DEV: Use structured responses for summaries

romanrizzi · romanrizzi · commit 7f7cdc36fc9f · 2025-04-08T13:57:53.000-03:00
diff --git a/lib/completions/llm.rb b/lib/completions/llm.rb
@@ -241,6 +241,7 @@ def initialize(dialect_klass, gateway_klass, llm_model, gateway: nil)
       # @param feature_context { Hash - Optional } - The feature context to use for the completion.
       # @param partial_tool_calls { Boolean - Optional } - If true, the completion will return partial tool calls.
       # @param output_thinking { Boolean - Optional } - If true, the completion will return the thinking output for thinking models.

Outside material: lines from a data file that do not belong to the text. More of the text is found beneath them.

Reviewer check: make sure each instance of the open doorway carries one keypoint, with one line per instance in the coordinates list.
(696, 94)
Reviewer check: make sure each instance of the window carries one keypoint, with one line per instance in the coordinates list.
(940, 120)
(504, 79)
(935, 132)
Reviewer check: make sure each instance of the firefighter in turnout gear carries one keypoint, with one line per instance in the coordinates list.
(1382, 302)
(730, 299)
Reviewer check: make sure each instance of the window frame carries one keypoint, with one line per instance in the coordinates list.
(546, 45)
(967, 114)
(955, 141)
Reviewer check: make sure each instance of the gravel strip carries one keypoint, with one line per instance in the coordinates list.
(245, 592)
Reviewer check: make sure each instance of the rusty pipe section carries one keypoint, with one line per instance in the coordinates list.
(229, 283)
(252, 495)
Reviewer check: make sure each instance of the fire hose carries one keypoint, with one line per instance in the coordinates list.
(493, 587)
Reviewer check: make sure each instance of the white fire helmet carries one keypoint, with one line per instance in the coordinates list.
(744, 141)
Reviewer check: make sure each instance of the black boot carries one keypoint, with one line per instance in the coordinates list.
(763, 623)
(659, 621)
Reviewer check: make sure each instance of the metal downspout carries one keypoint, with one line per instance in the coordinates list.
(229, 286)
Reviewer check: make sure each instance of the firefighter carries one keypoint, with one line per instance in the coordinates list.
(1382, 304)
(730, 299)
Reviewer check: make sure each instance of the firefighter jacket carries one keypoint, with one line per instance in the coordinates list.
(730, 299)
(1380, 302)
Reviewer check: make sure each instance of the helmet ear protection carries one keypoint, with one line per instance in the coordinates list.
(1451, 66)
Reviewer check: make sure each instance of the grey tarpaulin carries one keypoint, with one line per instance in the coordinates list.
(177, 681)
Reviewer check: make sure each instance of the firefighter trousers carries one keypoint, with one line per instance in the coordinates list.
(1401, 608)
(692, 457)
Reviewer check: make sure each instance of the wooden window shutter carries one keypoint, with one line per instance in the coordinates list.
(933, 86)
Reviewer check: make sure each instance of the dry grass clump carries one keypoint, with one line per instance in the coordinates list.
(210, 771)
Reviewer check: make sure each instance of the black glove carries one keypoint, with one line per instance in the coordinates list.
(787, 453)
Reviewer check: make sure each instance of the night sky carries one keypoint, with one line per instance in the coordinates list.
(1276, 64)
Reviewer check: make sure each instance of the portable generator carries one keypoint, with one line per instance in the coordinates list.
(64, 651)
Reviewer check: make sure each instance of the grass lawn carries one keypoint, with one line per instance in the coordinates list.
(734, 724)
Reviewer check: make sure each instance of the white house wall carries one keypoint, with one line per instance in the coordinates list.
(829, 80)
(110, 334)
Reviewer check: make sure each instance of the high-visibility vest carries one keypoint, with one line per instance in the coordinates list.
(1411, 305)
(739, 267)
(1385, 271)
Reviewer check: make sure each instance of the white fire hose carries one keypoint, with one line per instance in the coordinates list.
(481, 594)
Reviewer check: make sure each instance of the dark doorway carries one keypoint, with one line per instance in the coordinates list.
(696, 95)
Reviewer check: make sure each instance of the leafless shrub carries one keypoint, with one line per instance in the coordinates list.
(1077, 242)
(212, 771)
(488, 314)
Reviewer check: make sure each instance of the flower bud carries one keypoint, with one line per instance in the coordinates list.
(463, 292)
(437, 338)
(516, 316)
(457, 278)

+      # @param extra_model_params { Hash - Optional } - Other params that are not available accross models. e.g. response_format JSON schema.
       #
       # @param &on_partial_blk { Block - Optional } - The passed block will get called with the LLM partial response alongside a cancel function.
       #
diff --git a/lib/personas/bot.rb b/lib/personas/bot.rb
@@ -64,10 +64,10 @@ def reply(context, llm_args: {}, &update_blk)
 
         user = context.user
 
-        llm_kwargs = { user: user }
+        llm_kwargs = llm_args.dup
+        llm_kwargs[:user] = user
         llm_kwargs[:temperature] = persona.temperature if persona.temperature
         llm_kwargs[:top_p] = persona.top_p if persona.top_p
-        llm_kwargs[:max_tokens] = llm_args[:max_tokens] if llm_args[:max_tokens].present?
 
         needs_newlines = false
         tools_ran = 0
diff --git a/lib/personas/short_summarizer.rb b/lib/personas/short_summarizer.rb
@@ -18,7 +18,13 @@ def system_prompt
           - Limit the summary to a maximum of 40 words.
           - Do *NOT* repeat the discussion title in the summary.
 
-          Return the summary inside <ai></ai> tags.
+          Format your response as a JSON object with a single key named "summary", which has the summary as the value.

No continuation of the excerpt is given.